Neoliberale Märchen und Arbeitsbeziehungen

Freund*innenschaften nehmen ab dem jungen Erwachsenenalter ab, da die gesamte Lebenszeit und -energie zunehmend in den Kreislauf aus Beruf und Familie fließt. Kontakte außerhalb der Familie reduzieren sich häufig auf die Kolleg*innenschaft im Job, wobei sich hierbei kapitalistische Arbeitsstrukturen mit freundschaftlicher Verbindung vermischen. Kollegiale Verbundenheit kann von großer Bedeutung sein und in echte Freund*innenschaft münden. Bis zu einem gewissen Grad bleibt sie dennoch eingebunden in ein Hierarchie- und Machtgefüge, dessen Grundlage in den meisten Fällen die Erledigung der Arbeit bildet. Darüber hinaus nehmen  Freund*innenschaften mit beruflichem Erfolg ab. Verbindungen mit anderen Menschen gleichen in der neoliberalen (einer konkurrenzgeprägten, flexibilisierten und auf die Maximierung des Eigennutzens ausgelegten) Arbeitswelt häufig einem kalkulierten LinkedIn-Netzwerk, so María do Mar Castro Varela und Bahar Oghalai in „Freund*innenschaft – Dreiklang einer politischen Praxis“.

Passend dazu propagieren Betriebe heute gerne das neoliberale Narrativ „Wir sind eine Familie“, das autoritäre Betriebsführung weitgehend abgelöst hat. Das zunehmende Eingehen auf Bedürfnisse der Arbeitnehmer*innen und freundschaftliche oder familienähnliche Verhältnis zwischen der Betriebsführung und den Mitarbeiter*innen mag zwar oberflächlich als wünschenswert erscheinen, verfolgt aber darüber hinaus den Zweck, Produktivität zu steigern und Arbeitskämpfe unmöglich zu machen.

Freund*innenschaft hat Widerstandspotenzial

Freund*innen finden aufgrund von gemeinsamen Überzeugungen zusammen und bilden ein auf Solidarität beruhendes Netzwerk. Gesellschaftlich konstruierte Zugehörigkeiten durch Nation oder Kultur werden in diesem Prozess zwar nicht immer, aber häufig in Frage gestellt. Sie verlieren an Bedeutung, während sie in anderen Lebensbereichen weiterhin gewaltvoll über gesellschaftliche Teilhabe entscheiden.

Zudem bieten Freund*innenschaften die Möglichkeit, ein gemeinschaftliches Zusammenleben zu erproben.

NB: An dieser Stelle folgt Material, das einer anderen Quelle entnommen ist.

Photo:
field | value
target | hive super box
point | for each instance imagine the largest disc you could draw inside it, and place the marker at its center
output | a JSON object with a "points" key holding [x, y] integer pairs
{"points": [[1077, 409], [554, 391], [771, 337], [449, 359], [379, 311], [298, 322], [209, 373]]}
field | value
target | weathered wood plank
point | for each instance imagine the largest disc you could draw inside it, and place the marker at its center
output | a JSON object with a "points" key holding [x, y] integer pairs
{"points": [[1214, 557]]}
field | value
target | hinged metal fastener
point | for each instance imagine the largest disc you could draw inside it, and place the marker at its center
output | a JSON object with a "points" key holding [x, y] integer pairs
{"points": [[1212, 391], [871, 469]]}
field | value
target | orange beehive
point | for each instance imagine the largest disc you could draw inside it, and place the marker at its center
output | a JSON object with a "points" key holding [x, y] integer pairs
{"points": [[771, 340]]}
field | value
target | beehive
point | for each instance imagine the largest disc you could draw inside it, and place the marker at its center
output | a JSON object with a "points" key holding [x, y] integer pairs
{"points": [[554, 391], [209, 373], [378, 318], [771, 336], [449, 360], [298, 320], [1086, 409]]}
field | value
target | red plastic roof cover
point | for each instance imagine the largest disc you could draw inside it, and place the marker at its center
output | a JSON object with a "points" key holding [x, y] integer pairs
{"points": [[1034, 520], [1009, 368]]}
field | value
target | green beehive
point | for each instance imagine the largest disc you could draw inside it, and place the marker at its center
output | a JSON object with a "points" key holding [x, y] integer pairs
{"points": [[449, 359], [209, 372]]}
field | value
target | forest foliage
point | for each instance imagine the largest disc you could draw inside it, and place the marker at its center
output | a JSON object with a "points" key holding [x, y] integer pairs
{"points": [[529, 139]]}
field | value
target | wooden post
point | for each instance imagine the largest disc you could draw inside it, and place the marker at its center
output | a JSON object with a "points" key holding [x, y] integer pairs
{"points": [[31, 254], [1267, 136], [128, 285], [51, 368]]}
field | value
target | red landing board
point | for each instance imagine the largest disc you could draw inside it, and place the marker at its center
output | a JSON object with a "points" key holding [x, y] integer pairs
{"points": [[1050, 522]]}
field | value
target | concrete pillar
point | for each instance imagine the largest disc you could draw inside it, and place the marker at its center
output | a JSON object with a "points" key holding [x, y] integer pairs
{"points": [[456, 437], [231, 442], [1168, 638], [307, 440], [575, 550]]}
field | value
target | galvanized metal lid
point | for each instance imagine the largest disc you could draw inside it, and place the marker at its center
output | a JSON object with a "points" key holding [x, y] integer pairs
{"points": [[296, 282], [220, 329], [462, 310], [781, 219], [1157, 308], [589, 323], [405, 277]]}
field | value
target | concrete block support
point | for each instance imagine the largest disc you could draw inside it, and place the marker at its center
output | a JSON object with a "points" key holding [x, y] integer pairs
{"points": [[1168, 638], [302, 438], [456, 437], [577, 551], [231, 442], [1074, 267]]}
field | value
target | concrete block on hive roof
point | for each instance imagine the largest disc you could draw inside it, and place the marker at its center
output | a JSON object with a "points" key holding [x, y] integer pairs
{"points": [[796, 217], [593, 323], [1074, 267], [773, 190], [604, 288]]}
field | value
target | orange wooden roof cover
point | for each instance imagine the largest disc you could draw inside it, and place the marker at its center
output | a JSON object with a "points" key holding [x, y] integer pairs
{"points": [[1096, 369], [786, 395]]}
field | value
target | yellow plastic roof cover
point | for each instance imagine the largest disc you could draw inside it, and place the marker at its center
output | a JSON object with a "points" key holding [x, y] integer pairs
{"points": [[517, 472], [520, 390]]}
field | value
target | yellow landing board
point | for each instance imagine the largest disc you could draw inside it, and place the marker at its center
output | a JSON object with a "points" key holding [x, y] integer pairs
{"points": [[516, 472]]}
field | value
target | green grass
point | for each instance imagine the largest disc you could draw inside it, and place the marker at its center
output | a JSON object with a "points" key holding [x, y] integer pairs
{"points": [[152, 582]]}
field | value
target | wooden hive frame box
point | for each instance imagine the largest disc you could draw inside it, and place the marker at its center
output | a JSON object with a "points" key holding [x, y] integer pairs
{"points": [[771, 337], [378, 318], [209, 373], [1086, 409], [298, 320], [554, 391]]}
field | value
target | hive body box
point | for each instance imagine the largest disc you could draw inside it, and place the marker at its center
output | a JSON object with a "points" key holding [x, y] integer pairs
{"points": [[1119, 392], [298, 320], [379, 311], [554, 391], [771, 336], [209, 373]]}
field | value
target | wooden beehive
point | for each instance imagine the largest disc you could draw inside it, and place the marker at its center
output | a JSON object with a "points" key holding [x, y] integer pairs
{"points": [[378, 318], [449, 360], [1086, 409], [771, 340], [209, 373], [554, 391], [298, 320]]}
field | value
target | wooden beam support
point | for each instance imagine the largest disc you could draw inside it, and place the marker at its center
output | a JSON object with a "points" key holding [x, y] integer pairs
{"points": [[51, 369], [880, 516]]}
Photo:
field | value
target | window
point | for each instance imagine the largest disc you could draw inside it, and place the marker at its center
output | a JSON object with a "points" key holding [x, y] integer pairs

Dieses ist zwar nicht gänzlich frei, aber dennoch freier von gesellschaftlich tradierten Rollen und Handlungen, als es in Arbeitsbeziehungen oder der heteronormativen, romantischen Zweierbeziehung der Fall ist.

Freund*innenschaften haben das Potenzial, der kapitalistischen Logik entgegenzutreten. Sie erfordern Arbeit, Zeit und Energie, ohne dass sie Rendite abwerfen oder wir sicher sein können, unseren Einsatz jemals zurückzuerhalten. Sie können damit zu Räumen werden, in denen wir gemeinsam eine Beziehungspraxis erproben, die einen ausbeuterischen Charakter zurückweist – eine andere Form des Zusammenlebens also. Auch wenn dieses nach wie vor in die bestehenden Gesellschaftsverhältnisse eingebunden ist und sich niemand von uns rein durch individuelle Bemühung daraus befreien kann, so speist es sich doch entlang von Brüchen, die einen Blick auf solidarische Beziehungsweisen eröffnen.